Cancer treatment is changing: Increasingly, pills are the drug of choice rather than intravenous chemotherapy that drips into a patient’s vein.
In contrast to conventional IV chemotherapy, which often kills both cancer and healthy cells alike, many of the new oral oncology drugs target specific biologic processes in cancer cells and block their growth. In addition to being highly effective, they’re convenient, especially for patients who live far from a treatment facility.
And the trend is accelerating. At least 25 percent of the drugs in the oncology pipeline are oral medications.
Health plans, however, have been slow to adjust to the change. People who get traditional IV chemotherapy on an outpatient basis often pay a flat co-payment that covers the drug as well as the cost of administering it. Annual out-of-pocket costs are also typically capped.
Oral anti-cancer medications, on the other hand, are generally considered a pharmacy benefit. Instead of a co-payment, plan members often pay a percentage of the drugs’ cost — up to 50 percent in some cases — with no annual out-of-pocket limit. And these drugs are expensive, often costing tens of thousands of dollars a year. In recent years, states have stepped in to address the problem. Since 2007, 19 states and the District have passed laws requiring insurers to provide coverage for oral cancer drugs that is equivalent to infusion drugs, according to the National Patient Advocate Foundation (see details in this map from the NPAF). Five states, including Virginia and Maryland, have passed laws in 2012 alone, and others are considering proposals, according to advocacy groups.
Patient advocates say these oral oncology parity laws, as they are called, give patients more-affordable access to the best treatment available.
“Some of these drugs work when nothing else does,” says Dr. Len Lichtenfeld, deputy chief medical officer for the American Cancer Society. “But if a patient needs a new targeted therapy like [the lung cancer drug] Tarceva, he may end up paying a substantially higher percentage of the cost than he would have had there been a comparable intravenous drug.”
There is no oral oncology parity law in California, where Robert Adler received a diagnosis of multiple myeloma in 2006.
In 2009, his doctor recommended that Adler, now 55, begin using the oral anti-cancer drug Revlimid, which is recommended for multiple myeloma patients who have been through at least one other therapy.
When the pharmacist called to tell Adler his plan had approved him for the drug, she asked how he wanted to handle the charge of $3,200. That amount would cover the 50 percent coinsurance he owed for the first three-week cycle of 21 pills, after which he would take a week off and then start the process all over again
Adler, who used to own a stationery store and has an individual policy, couldn’t believe it. “No, it must be $320,” he remembers saying. Adler’s out-of-pocket costs, after 13 cycles of the drug, were $42,000. Family members helped pay.
Under an oral oncology parity law, his situation would probably have been quite different. The out-of-pocket maximum for the medical benefit part of his policy is $3,500. “It would have cost me $3,500 for the whole year instead of $3,000 for one month.”
Adler’s situation isn’t unusual, says Arin Assero, director of advocacy for the International Myeloma Foundation. “Multiple myeloma is a relapsing-and-remitting disease,” she says. “At some point patients are going to have to access” all types of treatment.
Higher cost-sharing for oral anti-cancer drugs drives some patients to walk away from the pharmacy counter.

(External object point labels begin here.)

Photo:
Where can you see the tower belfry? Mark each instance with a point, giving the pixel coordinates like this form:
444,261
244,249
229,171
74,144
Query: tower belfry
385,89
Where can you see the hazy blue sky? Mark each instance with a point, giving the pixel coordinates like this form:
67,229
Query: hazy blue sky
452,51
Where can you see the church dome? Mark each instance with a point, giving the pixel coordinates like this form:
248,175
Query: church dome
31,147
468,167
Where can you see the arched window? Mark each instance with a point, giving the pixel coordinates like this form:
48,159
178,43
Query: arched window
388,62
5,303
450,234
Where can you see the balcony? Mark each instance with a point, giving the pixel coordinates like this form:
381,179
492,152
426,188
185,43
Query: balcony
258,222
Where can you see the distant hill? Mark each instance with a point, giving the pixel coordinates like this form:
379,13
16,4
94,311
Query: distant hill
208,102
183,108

In an analysis of more than 10,000 pharmacy claims for oral anti-cancer drugs, 25 percent of patients didn’t fill their initial prescriptions if the co-payment amount was more than $500. Six percent of patients with cost-sharing of $100 or less failed to fill their initial prescription, according to the study.

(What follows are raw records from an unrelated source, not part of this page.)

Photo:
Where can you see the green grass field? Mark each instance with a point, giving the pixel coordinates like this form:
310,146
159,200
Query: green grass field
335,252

Such a high rate of failure to fill prescriptions is troubling, says Dan Mendelson, chief executive of Avalere Health, the research and consulting firm that conducted the study. “It speaks to the broader issue of what is a health benefit and what should a patient be able to expect when they enroll,” he says. “It brings into question the whole concept of risk-sharing.”
For their part, insurers don’t want to be dictated to. “We’ve been pretty consistent in opposing mandated benefits,” says Susan Pisano, a spokeswoman for America’s Health Insurance Plans, a trade group. Helen Darling, president of the National Business Group on Health, says her organization, which represents large employers, opposes mandates as well.
But oral oncology parity laws don’t necessarily drive up costs. According to a 2010 study by benefits consultants Milliman, the estimated cost to most health plans for complying with oral oncology parity laws would be less than 50 cents per member per month.